Laurence Rapp, chairman of the SA REIT Association and CEO of Vukile Property Fund
South African listed property once again ranked high among the country’s companies earning the most for shareholders.
The sector featured strongly overall, with a dozen REITs (Real Estate Investment Trusts) performing among the Top 100 Companies over five years based on compound annual growth rate.
“South African listed property companies have performed well for investors and delivered sustainable, low-risk, inflation-beating results,” says Laurence Rapp, chairman of the SA REIT Association and CEO of Vukile Property Fund.
The sector’s top player was again Resilient Property Income Fund, which earned thirtieth place with compound growth of 31.83%. Resilient was noted as an upward mover, rising from 38th position, so was Hyprop, which improved from 67th to 60th with a compound annual growth rate of 22.41%. Growthpoint was also listed as an upward mover, inching from 66th to 65th which, as the only REIT represented on the JSE ALSI 40, ranked 22 out of the Top-40 Index companies over five years with a 20.75% compound annual growth rate.
As revealed in SA REIT Association research by Grindrod Asset Management, SA REITs have again outperformed in 2014. For the year to end October, SA REITs delivered a total return of 21.4% compared to SA equities at 10.5% and SA bonds at 9.3% (research available at www.SAREIT.com).
According to Catalyst Fund Managers, listed property is also the best performing SA asset class over the past 12 months to the end of October 2014. Listed property delivered total returns of 19.38% compared with cash at 5.73%, SA bonds at 8.98% and SA equities at 10.49%.
The listed property sector’s market capitalisation has increased considerably over the past, growing more than 10 fold from R24 billion to around R300 billion.
“The sector’s prolific presence among SA’s top listed investments and its positive performance track record are reasons that any serious investor should regard meaningful exposure to listed property, as an asset class, as essential,” notes Rapp. “REITs have a key role to play in providing affordable access to property ownership and to the savings of South Africans.”
The Top 100 Companies survey acknowledges those listed companies that earn the most for its shareholders in share price growth.

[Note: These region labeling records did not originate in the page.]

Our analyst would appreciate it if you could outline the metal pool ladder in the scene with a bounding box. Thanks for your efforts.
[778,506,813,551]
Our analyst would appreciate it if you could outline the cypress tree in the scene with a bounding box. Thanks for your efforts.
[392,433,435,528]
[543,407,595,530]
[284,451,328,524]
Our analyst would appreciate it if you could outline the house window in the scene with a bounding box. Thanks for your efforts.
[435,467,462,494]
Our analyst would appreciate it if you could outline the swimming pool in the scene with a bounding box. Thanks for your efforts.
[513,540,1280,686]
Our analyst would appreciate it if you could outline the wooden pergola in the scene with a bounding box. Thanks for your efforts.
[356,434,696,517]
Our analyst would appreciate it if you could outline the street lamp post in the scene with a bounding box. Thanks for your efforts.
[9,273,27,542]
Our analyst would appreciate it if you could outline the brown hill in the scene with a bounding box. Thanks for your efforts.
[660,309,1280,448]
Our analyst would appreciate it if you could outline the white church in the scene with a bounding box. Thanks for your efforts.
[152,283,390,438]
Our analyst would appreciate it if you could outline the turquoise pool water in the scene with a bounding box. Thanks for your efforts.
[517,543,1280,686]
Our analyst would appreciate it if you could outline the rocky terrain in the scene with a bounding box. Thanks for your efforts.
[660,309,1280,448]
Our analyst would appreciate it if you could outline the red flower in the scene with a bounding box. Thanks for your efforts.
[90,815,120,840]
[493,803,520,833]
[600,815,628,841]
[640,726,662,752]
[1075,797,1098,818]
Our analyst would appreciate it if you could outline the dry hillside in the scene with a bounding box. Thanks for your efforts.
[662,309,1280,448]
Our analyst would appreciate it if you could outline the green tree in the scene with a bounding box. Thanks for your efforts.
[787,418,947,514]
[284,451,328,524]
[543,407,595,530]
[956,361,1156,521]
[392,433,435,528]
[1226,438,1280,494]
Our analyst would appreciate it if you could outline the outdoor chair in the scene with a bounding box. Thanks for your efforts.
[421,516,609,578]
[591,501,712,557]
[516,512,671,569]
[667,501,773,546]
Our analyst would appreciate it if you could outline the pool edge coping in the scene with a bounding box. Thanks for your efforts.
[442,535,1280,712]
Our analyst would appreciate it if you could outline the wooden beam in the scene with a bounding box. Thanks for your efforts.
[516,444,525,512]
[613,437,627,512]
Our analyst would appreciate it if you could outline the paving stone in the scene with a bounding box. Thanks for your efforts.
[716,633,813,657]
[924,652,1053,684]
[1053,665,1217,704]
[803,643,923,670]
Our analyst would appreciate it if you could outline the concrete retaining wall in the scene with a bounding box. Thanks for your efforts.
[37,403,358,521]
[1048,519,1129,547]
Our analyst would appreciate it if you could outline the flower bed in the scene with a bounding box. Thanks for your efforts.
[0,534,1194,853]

The rankings are determined as follows: the share price performance of every company listed on the JSE is measured based on a hypothetical initial investment of R10 000 in each share over five years, from October 2009 to end of September 2014. Companies are then ranked according to their share price performance, as calculated by financial services company I-Net BFA. The results were recently published in the Top 100 Companies survey carried out by the Sunday Times Business Times.